My goal is to figure out in which way can my class-heritage help the work I am engaged with.

(A couple of things I already know.)

Apart from Eribon’s book, an exhibition made me think of the class-divide in the past couple of days. As I’ve mentioned in earlier entries, the third edition of the OFF-Biennale Budapest is taking place this month in Budapest and online. One of its projects is called ‘Everyday Shortcomings’[2], a group show which is a collaboration of artists and social anthropologists (PAD). Here, it is important to state, that I am no art critic, so the scope of this entry will only allow me to scratch the surface of the issue, jotted above.

The exhibition stems from the long-term research of the group of anthropologists, who are carrying out fieldwork in the absolute peripheries of rural Hungary to see how people struggle with getting by in settlements with very few to zero public services. And then comes the part I find problematic: the PAD invites a group of young artists, with whom they have shared the findings of the research, to realise an exhibition that depicts the situation of the neglected subaltern in such a way that visitors will be able to experience not only the struggle, but also the originality of the people’s responses. The outcome, as they say, is:

‘An interactive exhibition and a series of workshops will enable the visitors of the OFF-Biennale to meet and experience the challenges of the situation and to learn about the ingenuity and creative coping mechanisms of segregated communities.’[3]

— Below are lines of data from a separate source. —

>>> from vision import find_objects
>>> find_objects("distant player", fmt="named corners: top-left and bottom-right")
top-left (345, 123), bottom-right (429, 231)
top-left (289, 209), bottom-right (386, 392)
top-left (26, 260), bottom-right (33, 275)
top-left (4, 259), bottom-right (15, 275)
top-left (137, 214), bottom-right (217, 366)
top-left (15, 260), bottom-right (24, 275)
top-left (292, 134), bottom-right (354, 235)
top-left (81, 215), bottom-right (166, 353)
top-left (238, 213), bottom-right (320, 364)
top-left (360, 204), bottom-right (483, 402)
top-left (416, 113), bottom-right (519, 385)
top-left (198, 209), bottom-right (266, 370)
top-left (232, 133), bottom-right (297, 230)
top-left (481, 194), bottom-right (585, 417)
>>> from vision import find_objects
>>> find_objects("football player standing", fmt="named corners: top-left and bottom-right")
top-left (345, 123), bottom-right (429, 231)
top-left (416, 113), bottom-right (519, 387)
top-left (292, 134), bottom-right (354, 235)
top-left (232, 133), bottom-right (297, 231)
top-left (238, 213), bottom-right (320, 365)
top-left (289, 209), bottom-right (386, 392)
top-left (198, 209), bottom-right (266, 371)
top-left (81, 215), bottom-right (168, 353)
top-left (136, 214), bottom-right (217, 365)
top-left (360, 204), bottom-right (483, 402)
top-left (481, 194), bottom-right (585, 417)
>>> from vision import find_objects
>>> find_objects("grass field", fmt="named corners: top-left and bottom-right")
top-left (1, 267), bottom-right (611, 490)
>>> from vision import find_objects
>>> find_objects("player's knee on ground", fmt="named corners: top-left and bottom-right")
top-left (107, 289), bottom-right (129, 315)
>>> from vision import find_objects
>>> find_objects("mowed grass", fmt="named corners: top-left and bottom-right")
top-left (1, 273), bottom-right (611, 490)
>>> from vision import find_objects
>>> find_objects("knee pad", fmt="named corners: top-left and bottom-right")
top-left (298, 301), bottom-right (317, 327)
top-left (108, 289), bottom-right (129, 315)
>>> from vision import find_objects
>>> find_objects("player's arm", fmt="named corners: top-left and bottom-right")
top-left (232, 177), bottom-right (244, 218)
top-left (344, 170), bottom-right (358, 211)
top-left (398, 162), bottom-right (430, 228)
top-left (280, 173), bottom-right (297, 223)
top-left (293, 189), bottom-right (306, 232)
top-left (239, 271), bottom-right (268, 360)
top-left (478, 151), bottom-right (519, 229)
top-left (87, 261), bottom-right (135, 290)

With it, the PAD group wants to point the visitor’s attention to the fact that despite their mediated depiction of the people as being lazy and “just waiting for the benefits”[4], they are shown to be active and creative agents of their lives. I cannot agree more with the first part – the ways in which the media represents poor peoples’ lives is, indeed, shameful. However, I am less convinced by the methods the group chose to battle this phenomenon. In this video[5], you’ll get a tour around the exhibition. Watch it, and then I’d like to talk about the responsibility of the artist/researcher, the goals of the show and the hindrances caused by its actual realisation; and also, the elephant in the room: if art is a vehicle of emancipation, how would some hundred people’s visiting the show contribute to the emancipation of the very people who are represented by the exhibition?

Since there is no comment section (there should be!), my email is g.erlich2@wlv.ac.uk, I’ll continue this line of thought in next month’s entry.

[1] I have the Penguin paperback version which was published in 2019. Special thanks to John Roberts for understanding how much reading this book would mean to me.

[2] https://offbiennale.hu/en/2021/projects/hetkoznapi-hianycikkek

[3] Ibid.

[4] Everyday phrase in Hungary, which is only amplified by Viktor Orban’s rhetoric praising the ‘society that is based on work’.